For most people, the new coronavirus causes only mild or moderate symptoms, but it can cause more severe illness including pneumonia in older adults and people with existing health problems. The vast majority of people recover from the new virus within weeks.

The agency recommends that anyone experiencing symptoms after attending Daytona Beach's Bike Week, which is continuing through March 15, or an EMS conference in Tampa from March 4-6 to contact their local health department and self-isolate for 14 days.

There are currently 26 cases of Florida residents diagnosed in the state, five other Florida residents are self-isolating out of state after being diagnosed elsewhere, the health department said. Also, a 22-year-old California woman who traveled to Italy with her sister and is self-isolating with her in Tampa.

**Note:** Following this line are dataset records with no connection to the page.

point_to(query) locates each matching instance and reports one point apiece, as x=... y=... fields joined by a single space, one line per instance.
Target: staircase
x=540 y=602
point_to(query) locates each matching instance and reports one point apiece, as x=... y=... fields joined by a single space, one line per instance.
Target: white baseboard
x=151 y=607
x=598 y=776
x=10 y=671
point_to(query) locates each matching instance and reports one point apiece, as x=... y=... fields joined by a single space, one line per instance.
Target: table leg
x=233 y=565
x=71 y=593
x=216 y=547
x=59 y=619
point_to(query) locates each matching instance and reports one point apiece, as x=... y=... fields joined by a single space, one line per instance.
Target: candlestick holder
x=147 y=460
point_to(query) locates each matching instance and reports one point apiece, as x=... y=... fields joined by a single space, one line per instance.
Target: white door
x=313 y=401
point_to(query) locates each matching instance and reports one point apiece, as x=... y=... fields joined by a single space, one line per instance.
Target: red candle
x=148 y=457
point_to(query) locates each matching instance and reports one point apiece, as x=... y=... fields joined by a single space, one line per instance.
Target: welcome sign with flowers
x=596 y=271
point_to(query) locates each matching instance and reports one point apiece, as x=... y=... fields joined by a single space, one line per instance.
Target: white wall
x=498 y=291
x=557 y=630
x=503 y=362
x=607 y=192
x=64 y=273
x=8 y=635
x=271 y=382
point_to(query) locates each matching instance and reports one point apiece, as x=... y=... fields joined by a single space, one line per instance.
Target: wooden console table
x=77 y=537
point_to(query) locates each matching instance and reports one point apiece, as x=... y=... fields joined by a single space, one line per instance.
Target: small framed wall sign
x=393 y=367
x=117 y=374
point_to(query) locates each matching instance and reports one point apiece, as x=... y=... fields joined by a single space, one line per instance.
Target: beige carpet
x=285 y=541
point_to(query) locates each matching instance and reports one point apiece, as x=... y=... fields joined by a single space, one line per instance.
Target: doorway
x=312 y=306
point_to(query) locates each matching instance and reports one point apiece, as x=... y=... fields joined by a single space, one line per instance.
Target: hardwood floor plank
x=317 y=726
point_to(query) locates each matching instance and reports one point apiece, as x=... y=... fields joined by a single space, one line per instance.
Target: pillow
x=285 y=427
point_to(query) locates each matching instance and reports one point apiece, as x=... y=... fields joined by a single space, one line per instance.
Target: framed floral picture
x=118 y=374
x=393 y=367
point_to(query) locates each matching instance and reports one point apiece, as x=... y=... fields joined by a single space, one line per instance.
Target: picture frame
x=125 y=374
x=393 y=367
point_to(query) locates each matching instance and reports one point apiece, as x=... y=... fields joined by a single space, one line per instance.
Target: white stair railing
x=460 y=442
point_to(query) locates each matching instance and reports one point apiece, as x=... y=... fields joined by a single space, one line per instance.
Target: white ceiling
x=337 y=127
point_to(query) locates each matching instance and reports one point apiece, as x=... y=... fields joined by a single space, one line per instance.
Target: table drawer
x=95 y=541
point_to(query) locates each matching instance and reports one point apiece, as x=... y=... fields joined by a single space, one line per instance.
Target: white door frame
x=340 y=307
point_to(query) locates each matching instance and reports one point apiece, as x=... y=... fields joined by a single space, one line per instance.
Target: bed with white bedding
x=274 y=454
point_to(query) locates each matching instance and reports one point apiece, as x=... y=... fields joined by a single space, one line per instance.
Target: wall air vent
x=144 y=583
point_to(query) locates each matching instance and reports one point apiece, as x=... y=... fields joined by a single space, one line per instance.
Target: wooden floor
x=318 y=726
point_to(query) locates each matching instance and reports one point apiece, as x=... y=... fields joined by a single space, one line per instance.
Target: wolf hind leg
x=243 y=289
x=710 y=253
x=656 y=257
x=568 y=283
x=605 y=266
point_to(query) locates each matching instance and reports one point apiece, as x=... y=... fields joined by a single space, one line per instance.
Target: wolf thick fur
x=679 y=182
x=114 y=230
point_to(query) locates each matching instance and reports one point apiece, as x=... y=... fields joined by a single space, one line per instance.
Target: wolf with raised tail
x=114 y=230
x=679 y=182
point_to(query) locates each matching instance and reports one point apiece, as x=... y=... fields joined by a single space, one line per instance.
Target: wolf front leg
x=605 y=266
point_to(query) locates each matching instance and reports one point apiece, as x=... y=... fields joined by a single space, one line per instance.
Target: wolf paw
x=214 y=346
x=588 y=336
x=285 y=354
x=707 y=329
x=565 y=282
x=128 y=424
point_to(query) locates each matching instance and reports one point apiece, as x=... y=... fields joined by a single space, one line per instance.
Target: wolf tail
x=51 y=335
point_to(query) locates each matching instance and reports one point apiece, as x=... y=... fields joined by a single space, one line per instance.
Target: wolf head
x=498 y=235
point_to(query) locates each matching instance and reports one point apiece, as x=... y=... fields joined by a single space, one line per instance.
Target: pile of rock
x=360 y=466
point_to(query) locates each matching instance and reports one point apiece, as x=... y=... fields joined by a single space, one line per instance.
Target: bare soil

Gov. Ron DeSantis said 10 of the positive cases — including one of the fatalities, a 71-year-old man from Santa Rosa County — involved people returning from a cruise on the Nile River in Egypt.

Meanwhile, public universities across Florida — which have some of the country's largest enrollments — will move to remote instruction effective Monday. That step is intended to minimize health and safety risks to students and staff, especially as they prepare to return from spring break.

On Wednesday, the governor also placed limits on who can visit Florida's nursing homes and other assisted living facilities in an attempt to protect the state's sizable and vulnerable elderly population from the new coronavirus.

The governor's executive order prohibits anyone who recently arrived from a foreign country from visiting nursing and assisted care facilities. DeSantis noted that most of the Florida infections from the virus, which causes the disease COVID-19, stemmed from international travel.

“These are important efforts to mitigate the risk to our most vulnerable population to COVID-19, which is our elderly population,” DeSantis said at an afternoon news conference at the state Capitol in Tallahassee.

As a further precaution, the governor also urged elections officials to move any polling places that might be located at nursing homes or other facilities that house or care for the elderly.

Florida holds its presidential primary on Tuesday.